Nos hemos reunido hoy en condiciones que nunca hubiéramos deseado, estoy seguro de que ninguna de ustedes cuando acompañaban a sus cónyuges en las campañas electorales buscando la jefatura de los Gobiernos y de los Estados de sus naciones, imaginaron que iban a tener que lidiar con esta realidad a la que nos enfrentamos toda la humanidad. Pero estas son nuestras circunstancias y es nuestra obligación hacernos cargo de ellas.

Las Naciones Unidas a través de la CEPAL ha estimado que la extrema pobreza general en nuestra región aumentará en 28 millones de personas, si esa proyección se hace realidad llegaremos alrededor de 75 millones de personas en condición de hambre, algo más de 1 de cada 10 habitantes de nuestra región en condición de hambre. Esto nos haría retroceder a la década de 1990, 30 años de retroceso, 30 años de esfuerzo, de trabajo muchos gobiernos, de muchos actores sociales, perdidos en el camino. La pobreza rural se proyecta que aumentará este año en 24%, y la extrema pobreza rural en un impresionante y nunca antes visto 42%. Son 10 millones de habitantes rurales que se sumarán a esta condición espantosa en la que los ingresos no serán suficientes siquiera para adquirir una canasta básica alimentaria. Eso, no en otras regiones del planeta con un menor grado de desarrollo relativo, esto aquí, en nuestra América Latina y el Caribe.

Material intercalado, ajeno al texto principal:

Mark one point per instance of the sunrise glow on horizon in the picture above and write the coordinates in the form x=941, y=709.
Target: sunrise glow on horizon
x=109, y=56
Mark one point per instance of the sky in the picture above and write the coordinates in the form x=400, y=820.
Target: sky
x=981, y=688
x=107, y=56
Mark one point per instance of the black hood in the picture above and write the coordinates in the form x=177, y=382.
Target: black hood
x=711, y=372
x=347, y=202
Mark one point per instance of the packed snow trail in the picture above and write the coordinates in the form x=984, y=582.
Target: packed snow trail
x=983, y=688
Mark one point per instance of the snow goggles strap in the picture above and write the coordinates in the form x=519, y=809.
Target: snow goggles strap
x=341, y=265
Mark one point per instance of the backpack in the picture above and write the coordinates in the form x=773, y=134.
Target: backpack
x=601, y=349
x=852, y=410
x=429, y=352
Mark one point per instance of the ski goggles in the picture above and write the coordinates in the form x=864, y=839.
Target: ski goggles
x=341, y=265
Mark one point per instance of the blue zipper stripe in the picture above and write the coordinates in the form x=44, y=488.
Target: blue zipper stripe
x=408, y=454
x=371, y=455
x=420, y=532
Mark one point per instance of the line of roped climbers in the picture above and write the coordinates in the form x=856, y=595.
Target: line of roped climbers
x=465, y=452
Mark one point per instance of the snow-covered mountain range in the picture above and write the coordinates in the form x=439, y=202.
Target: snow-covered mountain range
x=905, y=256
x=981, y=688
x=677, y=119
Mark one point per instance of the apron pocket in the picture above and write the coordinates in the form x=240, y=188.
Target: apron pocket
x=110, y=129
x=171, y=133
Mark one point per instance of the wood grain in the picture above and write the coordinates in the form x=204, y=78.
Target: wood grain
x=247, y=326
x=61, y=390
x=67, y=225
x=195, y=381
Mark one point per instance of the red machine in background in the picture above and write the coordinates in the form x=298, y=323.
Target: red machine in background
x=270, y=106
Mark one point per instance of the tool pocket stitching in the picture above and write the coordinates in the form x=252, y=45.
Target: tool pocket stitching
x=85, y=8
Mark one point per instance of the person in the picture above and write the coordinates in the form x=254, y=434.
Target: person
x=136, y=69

Pero estas cifras no son un destino manifiesto, no son un partido ya jugado, son proyecciones. Estas cifras son un llamado a la acción, un llamado a movilizarnos todas y todos en las organizaciones internacionales, en la sociedad civil, en las empresas privadas, en los parlamentos, en los gobiernos, para impedir que estas proyecciones se hagan realidad. De los 10 millones de habitantes rurales que proyectamos que pueden caer en condición de extrema pobreza y hambre, casi 6 millones son mujeres. Caer en condición de extrema pobreza significa para ellas significa que esa mujer venderá su pequeño horno con el cual fabrica pan para vender, su telar con el cual elabora su artesanía, las mercancías que tiene en la pequeña tienda que es parte de su vivienda, las semillas con las que debía iniciar un nuevo ciclo agrícola o los animales de los cuales obtiene la proteína animal que su familia necesita. Cuando una mujer rural se deshace de sus activos productivos para durar una semana más o dos semanas más, se inicia el descenso a un pozo muy profundo, que nosotros los especialistas llamamos "trampas de pobreza". A esas trampas se cae muy rápido, pero se tarda años, a veces décadas, en salir de ellas.

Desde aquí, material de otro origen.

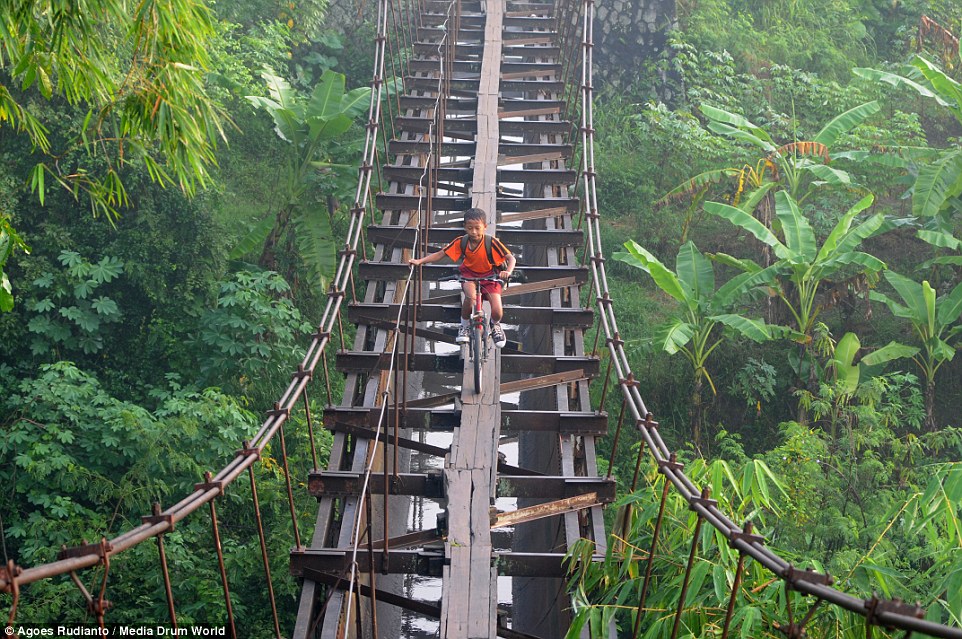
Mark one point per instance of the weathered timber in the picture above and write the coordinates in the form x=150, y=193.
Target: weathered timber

Y respecto a estas mujeres es que queremos proponer a ustedes en pensar en un gran esfuerzo regional orientado en impedir que esto suceda. Proponemos que nuestro objetivo debe ser impedir que 6 millones de mujeres rurales caigan en extrema pobreza como consecuencia de la crisis del COVID-19. ¿Cómo podemos hacer esto? Podemos hacerlo ayudando a esos 6 millones de mujeres a que puedan seguir haciendo lo que ya saben hacer: ser agricultoras, comerciantes, operadoras de pequeños restaurantes, talleres, tiendas, pescadoras, artistas, artesanas. Un programa que provea el capital necesario para que esos 6 millones de mujeres no deban deshacerse de sus activos productivos para sobrevivir unas semanas más, puedan mantener vivos sus micro emprendimientos, y de esa forma puedan tener más opciones para escapar de las garras de la extrema pobreza.

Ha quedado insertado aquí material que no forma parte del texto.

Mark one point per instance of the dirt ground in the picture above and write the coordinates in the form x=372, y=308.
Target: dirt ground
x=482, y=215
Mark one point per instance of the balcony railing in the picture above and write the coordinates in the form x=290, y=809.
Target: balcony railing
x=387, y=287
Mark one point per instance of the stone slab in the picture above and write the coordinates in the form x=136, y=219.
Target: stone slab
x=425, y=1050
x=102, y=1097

Un programa de ese tipo costaría a penas 2 décimas de 1 punto por ciento del PIB regional, y podría generar o retener alrededor de 10 millones de empleos. Podemos entre todos pensar y construir un gran programa ALMA de microempresaria rural, podemos ayudar a cambiar la realidad de estos 6 millones de mujeres que se asoman a la desgracia de la extrema pobreza, de eso es lo que queremos hablar el día de hoy.

Muchas gracias señoras y señores".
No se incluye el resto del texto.